The potassium salt of hydroxylamine αββ-trisulphonic acid is made by oxidising that of the ββ-disulphonic acid with lead peroxide or silver oxide in alkaline solution. Thus:

3HO-N(SO3K)2 + KOH + PbO2 = 2{(SO3.K)-O-N(SO3K)2} + KNO3 + 2Pb(OH)2.

The reaction probably proceeds through an intermediate violet-coloured nitroso-disulphonate,

ON-(SO3K)2 or (KSO3)2-NO-NO-(SO3K)2.

A preparation of the potassium salt of the trisulphonic acid has been described in detail. 1200 c.c. of 5N sodium bisulphite is added with stirring to a mixture of 1000 grams of ice and 150 grams of commercial sodium nitrite, the temperature not being allowed to rise above 5° C. The solution is well shaken with 600 grams of lead peroxide and warmed on a water-bath, with continued shaking. The solution is filtered, the filtrate warmed with 800 grams of technical potassium chloride, and the precipitated PbCl2 filtered off. The filtrate, after three days, deposits the potassium salt in monoclinic prisms. It is dried on porous plates and over calcium chloride.

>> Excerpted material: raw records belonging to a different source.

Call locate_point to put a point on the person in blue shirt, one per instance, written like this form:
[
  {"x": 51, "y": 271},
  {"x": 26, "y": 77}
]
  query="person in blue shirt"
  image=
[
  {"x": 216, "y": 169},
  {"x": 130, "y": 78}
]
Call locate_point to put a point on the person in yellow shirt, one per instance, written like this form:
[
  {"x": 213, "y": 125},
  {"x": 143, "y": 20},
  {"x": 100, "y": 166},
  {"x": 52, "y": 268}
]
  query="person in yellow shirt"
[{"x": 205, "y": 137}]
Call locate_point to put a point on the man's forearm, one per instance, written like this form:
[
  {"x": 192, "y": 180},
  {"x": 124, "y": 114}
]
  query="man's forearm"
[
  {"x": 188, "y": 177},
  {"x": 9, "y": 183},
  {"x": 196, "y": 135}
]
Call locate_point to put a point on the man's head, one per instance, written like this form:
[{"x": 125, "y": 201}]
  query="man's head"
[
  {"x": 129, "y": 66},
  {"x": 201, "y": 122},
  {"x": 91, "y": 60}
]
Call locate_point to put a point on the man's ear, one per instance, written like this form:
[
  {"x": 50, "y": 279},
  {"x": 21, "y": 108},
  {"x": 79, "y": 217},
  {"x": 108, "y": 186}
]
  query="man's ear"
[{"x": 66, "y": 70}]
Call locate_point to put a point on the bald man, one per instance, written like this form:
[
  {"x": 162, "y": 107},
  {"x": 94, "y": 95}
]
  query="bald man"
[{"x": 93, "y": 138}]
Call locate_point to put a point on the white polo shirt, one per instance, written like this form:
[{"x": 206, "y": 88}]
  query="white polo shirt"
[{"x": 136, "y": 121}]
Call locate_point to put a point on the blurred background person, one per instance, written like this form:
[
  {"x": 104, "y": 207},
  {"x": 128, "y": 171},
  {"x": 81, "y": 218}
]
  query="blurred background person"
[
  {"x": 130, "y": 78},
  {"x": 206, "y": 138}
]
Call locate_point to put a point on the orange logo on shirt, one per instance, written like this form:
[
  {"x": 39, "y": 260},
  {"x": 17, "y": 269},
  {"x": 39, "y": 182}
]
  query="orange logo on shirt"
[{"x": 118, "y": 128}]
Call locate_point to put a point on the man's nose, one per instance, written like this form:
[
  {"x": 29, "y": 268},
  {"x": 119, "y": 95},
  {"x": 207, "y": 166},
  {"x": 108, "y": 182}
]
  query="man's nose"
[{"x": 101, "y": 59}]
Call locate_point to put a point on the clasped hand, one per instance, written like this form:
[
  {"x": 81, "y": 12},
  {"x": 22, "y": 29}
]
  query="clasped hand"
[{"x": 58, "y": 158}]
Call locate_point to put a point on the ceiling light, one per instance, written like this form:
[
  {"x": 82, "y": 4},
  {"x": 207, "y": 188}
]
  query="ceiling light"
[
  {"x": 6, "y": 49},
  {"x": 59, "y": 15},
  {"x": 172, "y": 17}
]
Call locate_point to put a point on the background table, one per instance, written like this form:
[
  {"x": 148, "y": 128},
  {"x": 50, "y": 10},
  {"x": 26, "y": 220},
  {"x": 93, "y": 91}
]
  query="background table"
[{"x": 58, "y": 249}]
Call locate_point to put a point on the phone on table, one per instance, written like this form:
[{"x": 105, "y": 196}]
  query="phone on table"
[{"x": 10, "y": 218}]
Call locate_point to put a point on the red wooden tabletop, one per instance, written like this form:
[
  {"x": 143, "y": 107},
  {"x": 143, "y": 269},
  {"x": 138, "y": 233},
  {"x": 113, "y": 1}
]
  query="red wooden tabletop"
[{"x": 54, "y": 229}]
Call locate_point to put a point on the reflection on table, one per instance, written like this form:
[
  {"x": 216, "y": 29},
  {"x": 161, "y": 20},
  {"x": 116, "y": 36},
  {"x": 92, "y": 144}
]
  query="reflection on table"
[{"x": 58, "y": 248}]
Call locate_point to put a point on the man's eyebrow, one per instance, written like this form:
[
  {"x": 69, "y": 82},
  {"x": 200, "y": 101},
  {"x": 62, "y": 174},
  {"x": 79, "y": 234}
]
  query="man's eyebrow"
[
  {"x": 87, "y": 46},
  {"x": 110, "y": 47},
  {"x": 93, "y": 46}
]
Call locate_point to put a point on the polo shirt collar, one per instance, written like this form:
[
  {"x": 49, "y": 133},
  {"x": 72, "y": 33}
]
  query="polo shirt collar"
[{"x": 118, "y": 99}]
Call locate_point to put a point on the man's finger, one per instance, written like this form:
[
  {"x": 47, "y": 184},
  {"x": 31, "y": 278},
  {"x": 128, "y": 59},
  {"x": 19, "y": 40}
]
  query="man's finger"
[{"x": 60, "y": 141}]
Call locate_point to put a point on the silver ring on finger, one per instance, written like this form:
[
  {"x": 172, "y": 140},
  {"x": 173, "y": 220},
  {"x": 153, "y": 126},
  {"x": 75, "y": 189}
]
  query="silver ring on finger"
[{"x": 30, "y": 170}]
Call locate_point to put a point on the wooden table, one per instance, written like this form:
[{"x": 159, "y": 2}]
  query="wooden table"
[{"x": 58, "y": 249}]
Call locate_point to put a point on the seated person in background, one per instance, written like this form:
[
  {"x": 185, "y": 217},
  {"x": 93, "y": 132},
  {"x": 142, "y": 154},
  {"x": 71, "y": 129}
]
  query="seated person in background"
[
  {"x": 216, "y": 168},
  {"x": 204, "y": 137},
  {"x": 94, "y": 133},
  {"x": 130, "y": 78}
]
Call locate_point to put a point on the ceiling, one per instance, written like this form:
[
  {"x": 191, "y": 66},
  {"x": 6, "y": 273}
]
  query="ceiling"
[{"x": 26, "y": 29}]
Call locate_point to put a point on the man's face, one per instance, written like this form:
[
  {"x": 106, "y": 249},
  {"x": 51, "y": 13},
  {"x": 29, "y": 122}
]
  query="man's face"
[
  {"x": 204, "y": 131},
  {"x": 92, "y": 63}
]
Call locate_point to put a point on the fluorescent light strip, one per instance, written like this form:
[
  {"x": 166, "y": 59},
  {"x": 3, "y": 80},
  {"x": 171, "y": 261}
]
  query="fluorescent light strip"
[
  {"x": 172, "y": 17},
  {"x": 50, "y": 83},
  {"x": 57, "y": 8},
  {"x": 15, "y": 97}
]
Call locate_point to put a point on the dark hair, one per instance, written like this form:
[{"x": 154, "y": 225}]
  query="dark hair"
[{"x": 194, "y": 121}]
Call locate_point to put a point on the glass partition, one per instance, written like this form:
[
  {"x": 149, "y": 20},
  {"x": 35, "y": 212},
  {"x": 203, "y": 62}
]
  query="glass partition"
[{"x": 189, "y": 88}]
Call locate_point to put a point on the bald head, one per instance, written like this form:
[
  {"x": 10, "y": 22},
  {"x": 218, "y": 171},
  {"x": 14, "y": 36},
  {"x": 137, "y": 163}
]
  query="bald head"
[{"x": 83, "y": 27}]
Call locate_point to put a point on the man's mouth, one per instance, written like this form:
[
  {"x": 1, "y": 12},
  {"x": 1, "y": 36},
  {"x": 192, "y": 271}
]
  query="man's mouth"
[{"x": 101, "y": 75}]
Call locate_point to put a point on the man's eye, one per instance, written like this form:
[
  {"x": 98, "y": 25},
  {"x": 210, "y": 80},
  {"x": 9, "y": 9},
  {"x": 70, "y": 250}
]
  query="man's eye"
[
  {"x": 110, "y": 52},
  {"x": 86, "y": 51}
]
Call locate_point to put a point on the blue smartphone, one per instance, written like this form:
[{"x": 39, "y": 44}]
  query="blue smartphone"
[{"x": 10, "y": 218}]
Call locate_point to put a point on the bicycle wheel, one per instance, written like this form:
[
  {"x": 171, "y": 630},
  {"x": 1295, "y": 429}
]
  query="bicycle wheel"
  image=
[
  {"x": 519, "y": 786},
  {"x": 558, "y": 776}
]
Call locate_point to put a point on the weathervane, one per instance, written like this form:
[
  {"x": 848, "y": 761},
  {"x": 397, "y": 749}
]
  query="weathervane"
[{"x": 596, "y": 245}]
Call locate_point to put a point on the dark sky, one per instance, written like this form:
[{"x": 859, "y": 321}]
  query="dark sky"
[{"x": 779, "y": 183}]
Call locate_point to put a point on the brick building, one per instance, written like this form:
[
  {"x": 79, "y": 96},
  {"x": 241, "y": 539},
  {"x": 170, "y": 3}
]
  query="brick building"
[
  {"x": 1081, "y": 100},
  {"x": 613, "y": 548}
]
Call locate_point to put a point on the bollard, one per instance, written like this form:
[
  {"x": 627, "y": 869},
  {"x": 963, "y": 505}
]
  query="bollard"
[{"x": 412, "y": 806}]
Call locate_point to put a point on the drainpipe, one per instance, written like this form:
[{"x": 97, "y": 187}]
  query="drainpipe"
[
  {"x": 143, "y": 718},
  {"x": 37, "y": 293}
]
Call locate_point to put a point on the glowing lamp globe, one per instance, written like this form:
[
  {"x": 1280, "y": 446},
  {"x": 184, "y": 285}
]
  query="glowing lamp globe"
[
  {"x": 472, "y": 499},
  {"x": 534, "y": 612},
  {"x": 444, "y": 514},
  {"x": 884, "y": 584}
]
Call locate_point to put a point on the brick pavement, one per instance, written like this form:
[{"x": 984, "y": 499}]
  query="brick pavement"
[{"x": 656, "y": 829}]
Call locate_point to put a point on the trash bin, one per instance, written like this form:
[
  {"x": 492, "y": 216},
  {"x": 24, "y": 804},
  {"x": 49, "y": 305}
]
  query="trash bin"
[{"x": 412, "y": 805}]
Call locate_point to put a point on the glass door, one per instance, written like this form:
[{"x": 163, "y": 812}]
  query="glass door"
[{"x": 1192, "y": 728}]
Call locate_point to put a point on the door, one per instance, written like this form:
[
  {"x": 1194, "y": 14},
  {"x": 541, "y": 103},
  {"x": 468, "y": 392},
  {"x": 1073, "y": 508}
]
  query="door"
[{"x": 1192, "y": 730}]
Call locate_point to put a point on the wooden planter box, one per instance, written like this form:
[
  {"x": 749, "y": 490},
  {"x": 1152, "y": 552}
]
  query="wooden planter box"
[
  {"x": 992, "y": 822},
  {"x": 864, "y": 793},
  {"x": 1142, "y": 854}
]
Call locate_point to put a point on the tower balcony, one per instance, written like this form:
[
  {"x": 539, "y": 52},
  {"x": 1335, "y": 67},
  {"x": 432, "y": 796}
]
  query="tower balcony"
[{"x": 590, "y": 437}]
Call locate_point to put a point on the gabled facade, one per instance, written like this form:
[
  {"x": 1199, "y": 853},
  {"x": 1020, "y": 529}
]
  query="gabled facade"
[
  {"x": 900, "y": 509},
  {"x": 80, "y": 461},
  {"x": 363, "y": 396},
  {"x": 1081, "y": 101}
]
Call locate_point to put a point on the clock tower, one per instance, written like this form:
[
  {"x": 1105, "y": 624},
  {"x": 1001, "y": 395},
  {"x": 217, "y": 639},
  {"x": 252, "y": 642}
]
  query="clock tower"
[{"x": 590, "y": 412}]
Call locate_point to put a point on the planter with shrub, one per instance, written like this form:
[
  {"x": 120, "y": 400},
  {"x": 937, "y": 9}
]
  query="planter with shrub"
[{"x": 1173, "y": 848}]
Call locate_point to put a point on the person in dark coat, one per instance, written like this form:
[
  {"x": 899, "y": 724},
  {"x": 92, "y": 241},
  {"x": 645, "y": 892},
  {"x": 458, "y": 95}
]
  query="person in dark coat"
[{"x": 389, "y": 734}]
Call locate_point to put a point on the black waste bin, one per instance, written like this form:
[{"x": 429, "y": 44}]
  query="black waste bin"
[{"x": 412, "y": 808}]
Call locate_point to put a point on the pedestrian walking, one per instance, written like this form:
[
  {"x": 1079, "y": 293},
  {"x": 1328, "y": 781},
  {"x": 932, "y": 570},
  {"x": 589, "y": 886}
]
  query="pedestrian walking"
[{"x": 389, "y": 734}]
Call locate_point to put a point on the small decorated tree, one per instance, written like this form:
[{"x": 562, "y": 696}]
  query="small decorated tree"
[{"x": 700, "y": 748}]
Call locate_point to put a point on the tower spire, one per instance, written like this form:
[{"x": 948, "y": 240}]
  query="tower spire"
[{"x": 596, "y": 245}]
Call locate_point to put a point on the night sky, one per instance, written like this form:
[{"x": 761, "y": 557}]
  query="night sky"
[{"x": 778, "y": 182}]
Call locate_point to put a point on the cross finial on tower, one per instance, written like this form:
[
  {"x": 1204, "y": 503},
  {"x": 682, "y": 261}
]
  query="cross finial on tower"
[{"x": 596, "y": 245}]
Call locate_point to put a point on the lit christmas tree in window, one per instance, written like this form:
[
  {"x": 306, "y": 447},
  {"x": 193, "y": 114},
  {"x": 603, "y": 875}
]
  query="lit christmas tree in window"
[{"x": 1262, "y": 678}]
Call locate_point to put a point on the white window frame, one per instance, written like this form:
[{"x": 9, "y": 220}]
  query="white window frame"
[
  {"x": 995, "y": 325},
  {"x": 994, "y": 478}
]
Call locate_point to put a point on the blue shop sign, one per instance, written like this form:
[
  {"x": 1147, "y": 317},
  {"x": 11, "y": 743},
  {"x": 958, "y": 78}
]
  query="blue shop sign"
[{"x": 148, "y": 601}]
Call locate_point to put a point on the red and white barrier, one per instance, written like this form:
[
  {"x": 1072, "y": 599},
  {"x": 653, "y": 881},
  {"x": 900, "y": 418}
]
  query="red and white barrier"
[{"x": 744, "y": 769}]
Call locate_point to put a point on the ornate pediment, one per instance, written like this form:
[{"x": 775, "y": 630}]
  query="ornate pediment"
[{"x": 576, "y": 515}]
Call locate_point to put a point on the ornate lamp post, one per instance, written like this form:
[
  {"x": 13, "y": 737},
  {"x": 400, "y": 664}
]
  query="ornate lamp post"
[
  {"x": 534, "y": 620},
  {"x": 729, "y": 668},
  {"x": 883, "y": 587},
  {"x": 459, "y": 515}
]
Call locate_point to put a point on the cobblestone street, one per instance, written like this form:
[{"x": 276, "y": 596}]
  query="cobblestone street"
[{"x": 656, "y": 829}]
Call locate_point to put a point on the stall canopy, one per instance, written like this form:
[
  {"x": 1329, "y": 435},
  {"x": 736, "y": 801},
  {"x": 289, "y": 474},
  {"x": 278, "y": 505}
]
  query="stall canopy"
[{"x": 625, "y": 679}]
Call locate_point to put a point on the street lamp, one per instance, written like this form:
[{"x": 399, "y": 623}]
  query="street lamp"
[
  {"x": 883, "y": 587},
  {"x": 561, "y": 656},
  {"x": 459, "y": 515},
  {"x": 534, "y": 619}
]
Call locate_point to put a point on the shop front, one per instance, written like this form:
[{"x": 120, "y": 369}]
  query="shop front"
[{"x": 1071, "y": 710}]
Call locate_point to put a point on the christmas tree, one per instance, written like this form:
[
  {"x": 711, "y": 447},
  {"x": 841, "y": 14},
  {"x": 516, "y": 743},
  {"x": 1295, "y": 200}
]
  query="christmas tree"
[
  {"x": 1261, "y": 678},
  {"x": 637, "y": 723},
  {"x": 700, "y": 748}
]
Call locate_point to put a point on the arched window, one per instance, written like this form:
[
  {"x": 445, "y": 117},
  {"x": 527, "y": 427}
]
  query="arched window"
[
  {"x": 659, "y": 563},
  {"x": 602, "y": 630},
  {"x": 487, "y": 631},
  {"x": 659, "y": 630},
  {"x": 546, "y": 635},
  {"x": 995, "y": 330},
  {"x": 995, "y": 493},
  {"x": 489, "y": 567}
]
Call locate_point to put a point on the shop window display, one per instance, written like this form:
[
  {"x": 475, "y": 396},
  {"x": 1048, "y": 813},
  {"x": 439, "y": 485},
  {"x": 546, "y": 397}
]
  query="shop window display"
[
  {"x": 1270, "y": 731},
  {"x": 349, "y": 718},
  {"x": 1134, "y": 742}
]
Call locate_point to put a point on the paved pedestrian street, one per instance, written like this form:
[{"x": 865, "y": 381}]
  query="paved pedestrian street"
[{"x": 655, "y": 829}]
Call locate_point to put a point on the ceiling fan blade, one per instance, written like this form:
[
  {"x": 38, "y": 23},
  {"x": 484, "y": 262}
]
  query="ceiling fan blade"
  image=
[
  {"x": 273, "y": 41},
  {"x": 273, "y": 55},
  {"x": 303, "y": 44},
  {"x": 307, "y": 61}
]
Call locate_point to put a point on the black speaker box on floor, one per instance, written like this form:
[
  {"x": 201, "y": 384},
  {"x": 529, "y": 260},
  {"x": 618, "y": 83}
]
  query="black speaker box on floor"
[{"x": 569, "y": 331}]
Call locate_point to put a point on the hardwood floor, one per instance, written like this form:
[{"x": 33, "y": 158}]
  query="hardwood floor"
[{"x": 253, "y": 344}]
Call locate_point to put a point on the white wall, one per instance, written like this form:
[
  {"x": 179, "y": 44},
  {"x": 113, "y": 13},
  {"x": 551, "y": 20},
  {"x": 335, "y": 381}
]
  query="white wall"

The salt crystallises with 1½ mols. of water and is easily soluble in water. The sodium salt crystallises with 2 mols. of water (monoclinic) and the ammonium salt with 1½ mols. of water (rhombic). The neutral or alkaline solutions are stable. The acid solutions are hydrolysed on warming, giving as a first product a salt of the αβ-disulphonic acid, KO-SO2-O-NH-SO3K. This is isomeric with the ββ-disulphonate, but differs from it by crystallising anhydrous, and giving no colour with alkaline lead peroxide. It is distinguished from the trisulphonate by its stability at 100° C. The sodium and ammonium salts are also known.

The preparation of the αβ-sulphonate is effected by dissolving 423 grams of the dry trisulphonate in 800 c.c. of boiling water which contains 1 c.c. of dilute HCl. Any lead sulphate is removed, and the filtrate deposits the potassium salt in colourless crystals, the yield being about 90 per cent, of the theoretical. The salts contain three atoms of alkali metal per molecule of compound or atom of nitrogen, and it is therefore to be supposed that the hydrogen of the imino-group is also replaced, giving, e.g., SO3K-O-NK-SO3K.2H2O. The partial hydrolysis of this compound may possibly give the mono-α-sulphonic acid, (SO3H)-O-NH2, since the solution at one stage sets free iodine from potassium iodide, a reaction which does not take place with hydroxylamine itself or with the β-acid. The α-acid might, however, behave as an oxidising agent, since it may be regarded as the amide of permono-sulphuric acid, (SO3H)-O-OH. This a, or isosulphonic acid has been prepared as a microcrystalline powder by the action of chlorsulphonic acid on hydroxylamine hydrochloride.